Third, the audit trail records what the agent attempted and whether governance allowed or denied it — it does not verify whether the action actually succeeded in the external system. A permitted API call that fails silently in the external service will appear as an allowed action in the audit log.
These are not criticisms of the toolkit — they are honest boundaries that Microsoft documents publicly. They are also the reason that the AGT, for all its coverage, is not sufficient on its own. It is a powerful technical enforcement layer. It is not a substitute for governance judgment.
The Role of Human Judgment
The AGT automates what can be automated: policy enforcement, identity verification, compliance grading, chaos testing, and audit logging. What it cannot automate is the governance decision — the considered, documented, human judgment that a system is appropriate to deploy, that the risks are understood and accepted, and that the right stakeholders have signed off.
That judgment is what release readiness formalises. A mature release readiness gate uses the AGT to generate the evidence base — policy verification outputs, identity configuration reviews, chaos test results, compliance grades, observability confirmations — and then brings a governance stakeholder into explicit sign-off.
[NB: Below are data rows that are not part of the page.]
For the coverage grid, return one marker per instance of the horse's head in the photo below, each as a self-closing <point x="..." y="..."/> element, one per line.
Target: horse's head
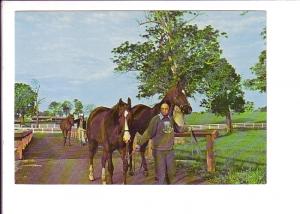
<point x="125" y="117"/>
<point x="177" y="97"/>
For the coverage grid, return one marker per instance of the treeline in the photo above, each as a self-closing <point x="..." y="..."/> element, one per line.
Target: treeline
<point x="28" y="101"/>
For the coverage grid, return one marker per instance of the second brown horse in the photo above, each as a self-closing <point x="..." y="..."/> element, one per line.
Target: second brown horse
<point x="109" y="127"/>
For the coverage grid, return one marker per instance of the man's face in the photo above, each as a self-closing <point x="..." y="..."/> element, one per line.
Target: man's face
<point x="164" y="109"/>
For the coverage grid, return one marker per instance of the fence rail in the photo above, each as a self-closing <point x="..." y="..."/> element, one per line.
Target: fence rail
<point x="234" y="125"/>
<point x="194" y="127"/>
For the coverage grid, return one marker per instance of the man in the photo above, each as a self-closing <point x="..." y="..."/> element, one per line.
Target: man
<point x="81" y="126"/>
<point x="161" y="130"/>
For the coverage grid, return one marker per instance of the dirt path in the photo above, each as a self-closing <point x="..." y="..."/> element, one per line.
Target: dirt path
<point x="47" y="161"/>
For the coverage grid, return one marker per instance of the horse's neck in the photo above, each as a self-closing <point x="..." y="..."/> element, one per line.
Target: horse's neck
<point x="156" y="109"/>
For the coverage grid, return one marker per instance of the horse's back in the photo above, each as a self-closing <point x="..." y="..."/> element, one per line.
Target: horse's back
<point x="142" y="115"/>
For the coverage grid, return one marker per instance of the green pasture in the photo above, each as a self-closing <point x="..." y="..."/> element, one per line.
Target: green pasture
<point x="240" y="158"/>
<point x="197" y="118"/>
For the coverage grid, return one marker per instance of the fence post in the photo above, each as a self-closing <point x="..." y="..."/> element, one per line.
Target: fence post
<point x="210" y="159"/>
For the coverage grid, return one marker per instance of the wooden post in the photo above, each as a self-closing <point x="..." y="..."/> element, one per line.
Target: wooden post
<point x="210" y="153"/>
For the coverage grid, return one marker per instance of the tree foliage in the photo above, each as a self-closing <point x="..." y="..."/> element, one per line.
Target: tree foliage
<point x="259" y="70"/>
<point x="172" y="50"/>
<point x="67" y="107"/>
<point x="25" y="99"/>
<point x="78" y="107"/>
<point x="55" y="108"/>
<point x="222" y="89"/>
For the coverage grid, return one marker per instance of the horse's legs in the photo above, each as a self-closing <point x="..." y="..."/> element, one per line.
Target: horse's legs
<point x="103" y="162"/>
<point x="65" y="137"/>
<point x="69" y="135"/>
<point x="92" y="151"/>
<point x="110" y="166"/>
<point x="130" y="150"/>
<point x="123" y="152"/>
<point x="144" y="162"/>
Tools enforce policy. People make the go/no-go call. Both are necessary. Neither replaces the other.
The Practical Takeaway
Microsoft built nine packages to address the governance gap in agentic AI production deployments — and unlike most governance tooling, it covers the full lifecycle from pre-deployment checks through runtime enforcement to decommissioning. That is a significant step forward for the field.
If your organisation is deploying agentic AI, the AGT is worth evaluating seriously. And if your governance program doesn't yet have a structured release readiness gate, the architecture of this toolkit is a useful map of what one should cover — and what human judgment still needs to sit alongside it.